I plan to celebrate its tenth birthday by publishing a new final chapter. An addendum, if you will, to the book. This won’t be a revision: I don’t own the rights and the publisher has no interest in the book and certainly not enough to pay for a revised edition.
Instead, I’ll write the chapter and publish it as a stand-alone essay. Digital only, to begin with. (I’d love to do a print-on-demand paper edition, but that would be pricey for both me and readers. So for now that’s a back-burner option.)
I plan to publish the essay on/around October 1. If I remember right, the “official” launch date for the book was October 3, 2006. So I’m aiming for that. (The official launch is one of those things publishers do. If you’re JK Rowling, the “launch date” is critical. If you’re me, it’s a meaningless convention. In reality, AB landed on bookstore shelves over Labor Day weekend that year.)
At this point, the eagle-eyed among you are looking at my promised publication date and howling with laughter. Right? Admit it. Because, yeah, I’m the person who took five years to write the beer book and seven to crank out the meat book. (And three to write the Key West book and two to write the plumbing book.)
But, Eagle Eyes, there’s a difference this time! Several, in fact.
First, and for the first time ever, I’m writing about a topic in which I am well-versed. Because, ya know, I wrote a book about beer in America and I’ve been following the beer industry for more than a decade.
Second, this essay will cover only the past ten years. Not ten thousand or five hundred. Just ten.
Third, and big whew!, for the first time in my historian’s life, the internet/web will work in my favor. I can sit in my house and conduct the kind of research that, in the past, I could only do by sitting in front of a microfilm reader at the university library. You have NO IDEA how much difference that makes in terms of research. I’ve already combed through, saved, and tagged and indexed articles covering four years from hundreds of newspapers — and that took less than eight hours. Honey, you’ve no idea!

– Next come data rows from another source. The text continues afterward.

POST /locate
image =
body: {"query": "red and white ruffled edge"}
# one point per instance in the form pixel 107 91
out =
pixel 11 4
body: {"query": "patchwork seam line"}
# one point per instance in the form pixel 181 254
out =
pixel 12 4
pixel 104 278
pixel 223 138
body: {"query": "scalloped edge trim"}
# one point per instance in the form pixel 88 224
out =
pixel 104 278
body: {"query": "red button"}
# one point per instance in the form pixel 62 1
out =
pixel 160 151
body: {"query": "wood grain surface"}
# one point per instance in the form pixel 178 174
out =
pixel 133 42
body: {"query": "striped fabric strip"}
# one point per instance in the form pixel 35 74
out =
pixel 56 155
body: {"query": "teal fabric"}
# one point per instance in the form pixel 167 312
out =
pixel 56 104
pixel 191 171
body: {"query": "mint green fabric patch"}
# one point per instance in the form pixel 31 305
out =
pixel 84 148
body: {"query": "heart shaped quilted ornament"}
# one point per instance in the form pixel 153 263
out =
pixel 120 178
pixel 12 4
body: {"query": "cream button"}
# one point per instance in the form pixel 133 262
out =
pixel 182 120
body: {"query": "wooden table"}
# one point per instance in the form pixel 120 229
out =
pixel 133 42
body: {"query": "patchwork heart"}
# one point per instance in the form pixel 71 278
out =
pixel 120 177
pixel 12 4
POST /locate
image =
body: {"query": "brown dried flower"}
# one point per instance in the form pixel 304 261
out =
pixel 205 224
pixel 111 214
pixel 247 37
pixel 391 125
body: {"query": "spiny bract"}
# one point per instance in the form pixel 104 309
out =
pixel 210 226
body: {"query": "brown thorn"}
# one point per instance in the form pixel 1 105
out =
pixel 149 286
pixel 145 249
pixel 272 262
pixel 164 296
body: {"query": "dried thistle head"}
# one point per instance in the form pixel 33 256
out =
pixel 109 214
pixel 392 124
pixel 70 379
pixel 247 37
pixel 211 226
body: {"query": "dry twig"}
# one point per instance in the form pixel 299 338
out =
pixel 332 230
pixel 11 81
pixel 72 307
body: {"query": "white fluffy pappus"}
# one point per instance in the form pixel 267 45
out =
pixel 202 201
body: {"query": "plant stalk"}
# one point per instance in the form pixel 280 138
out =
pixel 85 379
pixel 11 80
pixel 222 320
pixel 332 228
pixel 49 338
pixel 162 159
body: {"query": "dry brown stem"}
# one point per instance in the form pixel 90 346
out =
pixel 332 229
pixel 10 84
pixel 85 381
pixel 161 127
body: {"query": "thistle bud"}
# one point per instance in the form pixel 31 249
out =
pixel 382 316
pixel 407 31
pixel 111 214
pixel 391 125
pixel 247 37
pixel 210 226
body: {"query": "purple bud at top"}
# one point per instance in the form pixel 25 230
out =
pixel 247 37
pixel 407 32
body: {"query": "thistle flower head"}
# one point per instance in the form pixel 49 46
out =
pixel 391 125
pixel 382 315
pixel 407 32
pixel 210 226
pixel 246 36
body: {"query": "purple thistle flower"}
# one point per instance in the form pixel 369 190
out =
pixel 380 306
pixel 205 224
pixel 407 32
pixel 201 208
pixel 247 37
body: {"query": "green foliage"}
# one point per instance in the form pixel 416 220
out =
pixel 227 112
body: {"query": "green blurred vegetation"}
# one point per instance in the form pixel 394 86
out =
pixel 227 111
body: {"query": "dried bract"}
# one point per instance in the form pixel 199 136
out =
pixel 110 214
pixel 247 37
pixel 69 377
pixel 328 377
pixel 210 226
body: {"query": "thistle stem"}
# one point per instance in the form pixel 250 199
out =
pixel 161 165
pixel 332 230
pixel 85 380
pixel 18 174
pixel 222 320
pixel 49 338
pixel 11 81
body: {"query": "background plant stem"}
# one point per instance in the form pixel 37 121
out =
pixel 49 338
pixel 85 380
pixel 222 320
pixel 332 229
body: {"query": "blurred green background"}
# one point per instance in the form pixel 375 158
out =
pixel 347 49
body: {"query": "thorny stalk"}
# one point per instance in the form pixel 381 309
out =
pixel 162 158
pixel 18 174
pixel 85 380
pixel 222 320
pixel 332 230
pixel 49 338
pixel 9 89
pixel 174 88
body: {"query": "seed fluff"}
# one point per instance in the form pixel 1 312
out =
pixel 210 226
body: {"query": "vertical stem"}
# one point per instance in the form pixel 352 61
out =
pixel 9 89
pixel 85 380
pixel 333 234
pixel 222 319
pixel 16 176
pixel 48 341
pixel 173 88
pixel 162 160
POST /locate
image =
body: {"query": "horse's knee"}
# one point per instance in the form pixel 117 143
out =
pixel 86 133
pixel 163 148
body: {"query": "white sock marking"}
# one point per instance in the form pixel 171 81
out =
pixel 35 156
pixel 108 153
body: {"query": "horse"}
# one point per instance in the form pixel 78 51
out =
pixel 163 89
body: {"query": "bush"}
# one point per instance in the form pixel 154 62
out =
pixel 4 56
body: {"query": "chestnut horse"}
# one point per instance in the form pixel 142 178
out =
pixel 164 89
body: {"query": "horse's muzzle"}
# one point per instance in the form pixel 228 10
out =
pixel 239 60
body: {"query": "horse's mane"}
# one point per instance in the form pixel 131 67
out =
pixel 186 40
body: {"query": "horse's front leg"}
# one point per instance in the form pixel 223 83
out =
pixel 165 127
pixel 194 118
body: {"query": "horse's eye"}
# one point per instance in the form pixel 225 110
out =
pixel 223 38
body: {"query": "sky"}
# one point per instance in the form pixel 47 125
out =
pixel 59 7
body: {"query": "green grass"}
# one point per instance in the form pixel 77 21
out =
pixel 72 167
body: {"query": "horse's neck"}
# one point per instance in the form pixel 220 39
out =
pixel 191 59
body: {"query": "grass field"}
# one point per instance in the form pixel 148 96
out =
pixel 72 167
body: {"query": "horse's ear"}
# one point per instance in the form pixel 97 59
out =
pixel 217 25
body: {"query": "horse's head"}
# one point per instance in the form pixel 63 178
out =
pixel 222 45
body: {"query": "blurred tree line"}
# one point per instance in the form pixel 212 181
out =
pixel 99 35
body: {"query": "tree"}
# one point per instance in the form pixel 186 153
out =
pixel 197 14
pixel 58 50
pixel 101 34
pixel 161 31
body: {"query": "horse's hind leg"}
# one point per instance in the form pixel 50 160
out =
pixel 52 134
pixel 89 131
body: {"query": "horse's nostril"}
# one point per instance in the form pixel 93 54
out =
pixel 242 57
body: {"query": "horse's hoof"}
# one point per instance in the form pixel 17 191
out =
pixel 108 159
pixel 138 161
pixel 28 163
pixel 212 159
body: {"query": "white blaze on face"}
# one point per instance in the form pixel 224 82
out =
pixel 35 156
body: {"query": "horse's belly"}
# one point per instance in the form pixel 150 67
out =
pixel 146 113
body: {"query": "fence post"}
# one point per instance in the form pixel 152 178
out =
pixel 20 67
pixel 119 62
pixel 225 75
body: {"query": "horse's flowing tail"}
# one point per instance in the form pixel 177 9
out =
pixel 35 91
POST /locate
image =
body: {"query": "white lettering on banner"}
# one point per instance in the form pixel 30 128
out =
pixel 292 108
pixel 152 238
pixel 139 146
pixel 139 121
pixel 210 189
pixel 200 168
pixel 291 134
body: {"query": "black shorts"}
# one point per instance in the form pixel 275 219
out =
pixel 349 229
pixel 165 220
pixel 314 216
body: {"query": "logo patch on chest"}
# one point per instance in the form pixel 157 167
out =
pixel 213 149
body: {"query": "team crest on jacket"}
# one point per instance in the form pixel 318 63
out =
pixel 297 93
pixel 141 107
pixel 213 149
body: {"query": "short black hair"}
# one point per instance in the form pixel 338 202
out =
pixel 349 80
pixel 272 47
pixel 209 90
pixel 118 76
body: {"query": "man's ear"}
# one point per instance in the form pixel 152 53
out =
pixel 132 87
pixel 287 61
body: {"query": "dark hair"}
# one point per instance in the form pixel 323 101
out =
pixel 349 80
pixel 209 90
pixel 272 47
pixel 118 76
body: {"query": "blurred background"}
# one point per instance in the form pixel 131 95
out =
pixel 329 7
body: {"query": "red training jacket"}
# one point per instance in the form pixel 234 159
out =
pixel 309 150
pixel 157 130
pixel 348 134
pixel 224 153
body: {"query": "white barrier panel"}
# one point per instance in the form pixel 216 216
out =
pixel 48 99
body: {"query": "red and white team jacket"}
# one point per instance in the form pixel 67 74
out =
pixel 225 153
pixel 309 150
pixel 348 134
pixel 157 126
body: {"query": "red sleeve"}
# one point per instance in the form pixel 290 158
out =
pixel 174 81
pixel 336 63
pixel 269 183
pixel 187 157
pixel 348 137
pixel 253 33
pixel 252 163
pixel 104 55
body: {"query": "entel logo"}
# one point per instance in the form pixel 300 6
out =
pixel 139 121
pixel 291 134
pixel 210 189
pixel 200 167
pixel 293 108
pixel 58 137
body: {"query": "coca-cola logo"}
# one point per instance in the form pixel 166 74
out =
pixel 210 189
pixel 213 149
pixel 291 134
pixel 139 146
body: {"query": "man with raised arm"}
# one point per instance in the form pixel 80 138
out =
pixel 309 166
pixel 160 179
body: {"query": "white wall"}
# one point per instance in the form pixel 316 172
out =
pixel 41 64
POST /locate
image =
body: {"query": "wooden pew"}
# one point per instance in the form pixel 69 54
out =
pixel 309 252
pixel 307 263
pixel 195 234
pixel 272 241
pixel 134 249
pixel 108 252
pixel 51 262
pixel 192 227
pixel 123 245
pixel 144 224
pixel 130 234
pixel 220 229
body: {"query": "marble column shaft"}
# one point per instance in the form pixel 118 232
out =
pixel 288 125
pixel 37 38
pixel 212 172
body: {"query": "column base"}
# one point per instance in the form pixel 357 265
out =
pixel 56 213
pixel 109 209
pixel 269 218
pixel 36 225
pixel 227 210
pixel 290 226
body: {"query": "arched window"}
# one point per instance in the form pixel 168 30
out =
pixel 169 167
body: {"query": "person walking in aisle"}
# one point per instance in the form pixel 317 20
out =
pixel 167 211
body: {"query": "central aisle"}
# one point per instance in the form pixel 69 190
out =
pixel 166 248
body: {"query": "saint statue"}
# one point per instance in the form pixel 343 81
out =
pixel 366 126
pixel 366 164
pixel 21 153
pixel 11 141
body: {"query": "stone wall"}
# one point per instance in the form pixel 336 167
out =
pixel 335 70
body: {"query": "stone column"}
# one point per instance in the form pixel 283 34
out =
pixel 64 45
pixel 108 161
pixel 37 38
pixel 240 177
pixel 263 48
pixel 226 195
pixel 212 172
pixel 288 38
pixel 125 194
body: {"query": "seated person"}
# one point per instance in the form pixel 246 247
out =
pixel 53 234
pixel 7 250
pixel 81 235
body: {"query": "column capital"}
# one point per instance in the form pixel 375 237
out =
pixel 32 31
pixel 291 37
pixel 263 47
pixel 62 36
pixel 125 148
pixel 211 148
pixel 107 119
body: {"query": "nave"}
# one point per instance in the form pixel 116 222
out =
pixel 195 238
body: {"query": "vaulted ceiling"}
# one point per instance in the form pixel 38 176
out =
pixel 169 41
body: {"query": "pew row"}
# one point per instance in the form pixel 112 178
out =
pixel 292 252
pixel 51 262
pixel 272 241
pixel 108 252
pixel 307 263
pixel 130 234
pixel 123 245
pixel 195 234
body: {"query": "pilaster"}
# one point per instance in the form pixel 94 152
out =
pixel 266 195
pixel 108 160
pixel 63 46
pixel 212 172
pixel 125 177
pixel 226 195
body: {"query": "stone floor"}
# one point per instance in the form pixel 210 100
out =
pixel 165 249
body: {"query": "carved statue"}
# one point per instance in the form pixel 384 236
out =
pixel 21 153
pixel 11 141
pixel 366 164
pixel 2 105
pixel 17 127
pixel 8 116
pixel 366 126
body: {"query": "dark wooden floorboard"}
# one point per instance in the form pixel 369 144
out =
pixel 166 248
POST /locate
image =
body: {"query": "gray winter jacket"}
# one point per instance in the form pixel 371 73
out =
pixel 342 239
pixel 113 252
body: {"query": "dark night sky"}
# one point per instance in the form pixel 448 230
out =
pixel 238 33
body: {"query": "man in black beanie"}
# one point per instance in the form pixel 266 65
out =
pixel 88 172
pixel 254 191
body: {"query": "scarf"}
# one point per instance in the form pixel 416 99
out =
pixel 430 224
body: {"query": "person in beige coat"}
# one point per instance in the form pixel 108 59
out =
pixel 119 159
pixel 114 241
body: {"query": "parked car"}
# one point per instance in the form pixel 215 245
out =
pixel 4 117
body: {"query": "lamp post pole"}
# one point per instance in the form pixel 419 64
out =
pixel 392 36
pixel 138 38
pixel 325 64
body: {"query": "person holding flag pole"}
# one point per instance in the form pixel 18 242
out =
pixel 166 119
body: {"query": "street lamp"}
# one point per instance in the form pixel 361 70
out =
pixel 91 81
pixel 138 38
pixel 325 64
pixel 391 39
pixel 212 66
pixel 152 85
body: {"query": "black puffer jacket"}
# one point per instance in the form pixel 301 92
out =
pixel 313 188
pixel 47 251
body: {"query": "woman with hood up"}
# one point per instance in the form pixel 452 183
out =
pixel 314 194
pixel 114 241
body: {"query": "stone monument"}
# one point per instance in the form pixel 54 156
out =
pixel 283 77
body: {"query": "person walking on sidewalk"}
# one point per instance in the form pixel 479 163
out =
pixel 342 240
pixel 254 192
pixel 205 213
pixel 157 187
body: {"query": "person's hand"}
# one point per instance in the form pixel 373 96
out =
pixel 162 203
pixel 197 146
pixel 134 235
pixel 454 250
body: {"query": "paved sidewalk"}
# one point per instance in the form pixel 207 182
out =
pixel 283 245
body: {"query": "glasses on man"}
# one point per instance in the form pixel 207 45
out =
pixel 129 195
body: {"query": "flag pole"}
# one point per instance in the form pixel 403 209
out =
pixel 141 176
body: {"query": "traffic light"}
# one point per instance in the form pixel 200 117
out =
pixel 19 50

And a short time frame — ten years — makes it far easier to determine which narrative threads are best suited to anchor the essay.
Still, my time frame is tight. As in: tight. The next four months in particular will make or break this project (at least in terms of getting it out in October. The world won’t come to an end if it’s not out in October, but I’d like the sweet satisfaction of pulling this off).
This also means a temporary trip to the filing cabinet for the three essays I’ve been writing and which I’d planned to use as the launchpads for my new, non-book career. But now they’ve got to wait. This new project is more timely and, frankly, more likely to bring in some $$. Of which, I’ve not earned much of late . . . .
Anyway. I’m excited. Hope you are, too. Now: Back to work.